Neil Nightingale, creative director at BBC Earth, explains: “We see this as an additional way of looking of things, that brings the contribution of nature into sharp focus. If you were running any business or a country, you would not destroy your capital base and impair your ability to operate successfully in the future, so why do it with a part of the economy which these figures show is at least as large and important as the conventional one we usually look at.”

It’s a good question and the figures are intriguing. The Index estimates that bees save the economy more than £100 billion [$150 billion] worth of wages annually by pollinating plant species free of charge.

Sounds far-fetched? Maybe—but humankind in all its wisdom has already decimated the global bee population to such an extent that in Western regions of China the sight of agricultural workers contorting themselves around fruit trees to manually pollinate blossoms has become commonplace. The report estimates that one hive of bees can do as much pollinating as 20 adult workers. And all without salaries to pay, pesky unions to deal with, or workers’ rights to uphold. You’d think the captains of industry would be rubbing their hands with glee at the prospect of all that untapped labor.

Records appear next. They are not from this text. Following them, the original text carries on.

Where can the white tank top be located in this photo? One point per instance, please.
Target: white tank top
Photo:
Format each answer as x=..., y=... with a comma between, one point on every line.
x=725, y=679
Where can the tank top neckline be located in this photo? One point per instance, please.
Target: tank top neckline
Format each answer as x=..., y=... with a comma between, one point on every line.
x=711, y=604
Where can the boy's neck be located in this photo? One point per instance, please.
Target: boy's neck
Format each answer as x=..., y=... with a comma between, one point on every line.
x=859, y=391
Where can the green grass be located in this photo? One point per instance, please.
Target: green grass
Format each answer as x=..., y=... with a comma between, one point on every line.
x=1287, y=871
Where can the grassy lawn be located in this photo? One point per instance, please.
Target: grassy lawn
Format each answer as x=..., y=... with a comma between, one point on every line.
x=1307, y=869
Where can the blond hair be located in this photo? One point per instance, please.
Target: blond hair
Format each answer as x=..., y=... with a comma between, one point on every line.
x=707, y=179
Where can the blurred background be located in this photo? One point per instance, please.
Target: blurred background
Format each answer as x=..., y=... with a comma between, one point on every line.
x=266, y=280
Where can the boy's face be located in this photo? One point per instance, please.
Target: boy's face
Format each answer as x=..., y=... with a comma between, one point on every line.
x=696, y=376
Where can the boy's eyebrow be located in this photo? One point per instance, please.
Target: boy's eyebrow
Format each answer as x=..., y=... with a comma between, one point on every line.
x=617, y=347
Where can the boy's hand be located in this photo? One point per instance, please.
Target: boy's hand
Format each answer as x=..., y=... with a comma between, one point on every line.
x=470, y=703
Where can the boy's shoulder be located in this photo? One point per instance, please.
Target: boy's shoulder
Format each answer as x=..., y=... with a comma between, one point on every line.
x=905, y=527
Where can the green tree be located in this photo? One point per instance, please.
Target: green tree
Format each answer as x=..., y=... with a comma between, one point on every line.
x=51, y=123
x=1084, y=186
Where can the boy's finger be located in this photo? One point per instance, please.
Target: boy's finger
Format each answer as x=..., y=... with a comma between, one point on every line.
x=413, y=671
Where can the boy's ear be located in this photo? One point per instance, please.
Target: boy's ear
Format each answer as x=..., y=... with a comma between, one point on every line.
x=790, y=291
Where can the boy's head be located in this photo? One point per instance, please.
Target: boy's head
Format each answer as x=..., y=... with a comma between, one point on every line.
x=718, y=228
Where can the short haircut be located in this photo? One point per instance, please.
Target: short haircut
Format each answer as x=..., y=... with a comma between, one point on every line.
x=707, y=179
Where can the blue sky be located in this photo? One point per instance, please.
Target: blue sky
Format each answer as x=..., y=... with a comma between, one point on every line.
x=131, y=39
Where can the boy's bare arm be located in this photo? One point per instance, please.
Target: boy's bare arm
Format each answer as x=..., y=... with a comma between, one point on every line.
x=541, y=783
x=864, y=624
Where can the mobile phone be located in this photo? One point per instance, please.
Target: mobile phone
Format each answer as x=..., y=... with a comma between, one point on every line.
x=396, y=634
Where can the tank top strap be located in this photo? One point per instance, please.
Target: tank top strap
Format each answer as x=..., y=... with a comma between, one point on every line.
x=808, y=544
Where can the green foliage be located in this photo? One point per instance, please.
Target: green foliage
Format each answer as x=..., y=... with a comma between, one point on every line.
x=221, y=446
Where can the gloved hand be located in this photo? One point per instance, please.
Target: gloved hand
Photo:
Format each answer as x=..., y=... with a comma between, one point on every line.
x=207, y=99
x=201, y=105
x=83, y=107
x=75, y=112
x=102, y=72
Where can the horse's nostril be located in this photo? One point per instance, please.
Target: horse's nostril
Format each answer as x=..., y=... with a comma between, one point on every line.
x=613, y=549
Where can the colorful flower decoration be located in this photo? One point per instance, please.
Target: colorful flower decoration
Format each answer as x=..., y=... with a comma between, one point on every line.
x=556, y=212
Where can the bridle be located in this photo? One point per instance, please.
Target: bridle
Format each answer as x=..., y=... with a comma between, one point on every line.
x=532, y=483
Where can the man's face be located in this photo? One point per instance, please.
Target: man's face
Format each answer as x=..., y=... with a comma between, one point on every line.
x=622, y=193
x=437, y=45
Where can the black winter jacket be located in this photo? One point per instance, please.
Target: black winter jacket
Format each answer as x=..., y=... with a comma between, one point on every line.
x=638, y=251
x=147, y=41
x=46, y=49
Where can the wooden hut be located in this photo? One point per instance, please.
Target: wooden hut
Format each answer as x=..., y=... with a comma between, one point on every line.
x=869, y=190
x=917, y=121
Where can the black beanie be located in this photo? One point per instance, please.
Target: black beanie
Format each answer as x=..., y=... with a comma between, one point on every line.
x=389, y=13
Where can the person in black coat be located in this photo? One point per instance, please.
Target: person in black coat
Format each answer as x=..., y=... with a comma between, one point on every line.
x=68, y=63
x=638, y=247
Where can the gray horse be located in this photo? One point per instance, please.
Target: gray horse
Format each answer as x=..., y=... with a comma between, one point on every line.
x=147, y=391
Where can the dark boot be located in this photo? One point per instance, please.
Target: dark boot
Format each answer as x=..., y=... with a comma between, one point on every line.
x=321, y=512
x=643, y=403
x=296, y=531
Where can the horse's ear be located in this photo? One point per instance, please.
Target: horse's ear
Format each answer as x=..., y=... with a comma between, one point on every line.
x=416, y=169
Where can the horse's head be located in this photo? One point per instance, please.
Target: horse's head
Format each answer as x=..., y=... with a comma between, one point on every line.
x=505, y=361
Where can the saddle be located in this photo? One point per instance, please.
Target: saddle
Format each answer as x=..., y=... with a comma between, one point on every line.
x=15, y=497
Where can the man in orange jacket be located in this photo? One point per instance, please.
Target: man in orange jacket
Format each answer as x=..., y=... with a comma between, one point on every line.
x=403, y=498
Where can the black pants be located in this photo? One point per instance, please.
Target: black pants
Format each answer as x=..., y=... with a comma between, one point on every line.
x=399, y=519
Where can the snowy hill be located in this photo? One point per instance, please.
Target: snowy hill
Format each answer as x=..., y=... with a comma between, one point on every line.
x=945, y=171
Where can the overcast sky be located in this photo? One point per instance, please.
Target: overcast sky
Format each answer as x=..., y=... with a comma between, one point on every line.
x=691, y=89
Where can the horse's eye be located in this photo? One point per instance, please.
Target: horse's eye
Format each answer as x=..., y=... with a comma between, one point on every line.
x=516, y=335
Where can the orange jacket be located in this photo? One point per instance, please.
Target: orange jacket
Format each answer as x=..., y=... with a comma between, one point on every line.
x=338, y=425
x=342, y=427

Likewise, it’s estimated that vultures, in their role as the world’s disposers of the dead, save millions by doing a job that basically nobody else wants to do, and also by mitigating the disease risk posed by leaving dead things lying around—leading to further savings on the cost of global healthcare.

Even the humble plankton, long regarded as merely something for whales to gargle, saves the global economy nearly £140 billion [$215 billion] annually by sustaining fish populations, replenishing the atmosphere with oxygen, and absorbing CO2.

So is the idea to develop a more wide-ranging version of carbon credits, like ecological credits, bee credits, coral credits?

Neil explains: “I don’t think we’re necessarily qualified to tell people what to do with this data, except first of all sit up and take notice—these are huge figures we’re talking about. By any normal economic reckoning, the scale of these figures demonstrates that the health of nature—preserving its capital, if you will—is absolutely essential to our future. If the science and practice is developed further then I’m sure that it can help in more detail to shape policy to ensure the services nature provides to us continue.”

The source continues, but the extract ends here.